In June 2019, reports published by The Intercept based on a large trove of leaked materials indicated that there were "legally dubious internal discussions" between Dallagnol, in the role of Chief Prosecutor, and lead judge Sergio Moro, resulting in an international furor, due to the alleged politically based, illegal coordination between the two teams. In November 2019, disciplinary proceedings against Dallagnol led to warnings imposed by the National Council of the Public Prosecution Service (CNMP).

In the leaked documents, a dialogue between Dallagnol and his subordinates provided the basis for opening an investigation into an intentional act of administrative improbity. He was convicted of misusing public funds meant for travel and accommodation expenses at certain times between 2014 and 2021. In one of his conversations about travel allowances, Dallagnol informed his team, "The more we spend now, the better."

The Federal Court of Auditors sentenced the former coordinator of Operation Car Wash and two others involved to compensate the public coffers in almost US$700 thousand.

== Political career ==
Dallagnol joined Podemos (PODE) on December 10, 2021 and ran for a term of federal deputy in the state of Paraná in the 2022 Paraná parliamentary election, being elected as the most voted congressman in the state, with 344,917 votes.

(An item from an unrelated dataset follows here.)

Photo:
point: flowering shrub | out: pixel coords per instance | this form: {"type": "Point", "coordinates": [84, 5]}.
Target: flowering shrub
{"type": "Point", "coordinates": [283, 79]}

He held office between 1 February and 16 May 2023, when his candidacy record was revoked by a unanimous decision of the Superior Electoral Court, based on a representation presented to the court by the Brazil of Hope federation (PT/PCdoB/PV) and the Party of National Mobilization (PMN). The representation stated that Dallagnol could not have left his career as a public prosecutor while he was responding to disciplinary complaints and investigations at the National Council of the Public Prosecution Service (CNMP).

The rapporteur judge of the case, Minister Benedito Gonçalves, understood that Dallagnol requested his early dismissal from the Public Prosecutor's Office (MPF) on 3 November 2021, when he had already been condemned by the CNMP to censure and a warning while 15 administrative proceedings against him were still pending at the National Council of the Public Prosecution Service. Gonçalves concluded that Dallagnol used his early dismissal as a manueaver to bypass the possibility of ineligibility for an eventual conviction in an administrative process. The court followed the vote of the rapporteur.

On 30 September 2023, he left Podemos and joined the New Party (NOVO).

== Electoral history ==

=== Chamber of Deputies ===

Election
Party: Votes; %; Position in Paraná State; Result
2022: Podemos (PODE); 344,917; 5.63; No. 1; Elected

==Personal life==
He holds a law degree from the Federal University of Paraná and a LL.M. from Harvard University in 2013. Dallagnol is a practicing Baptist.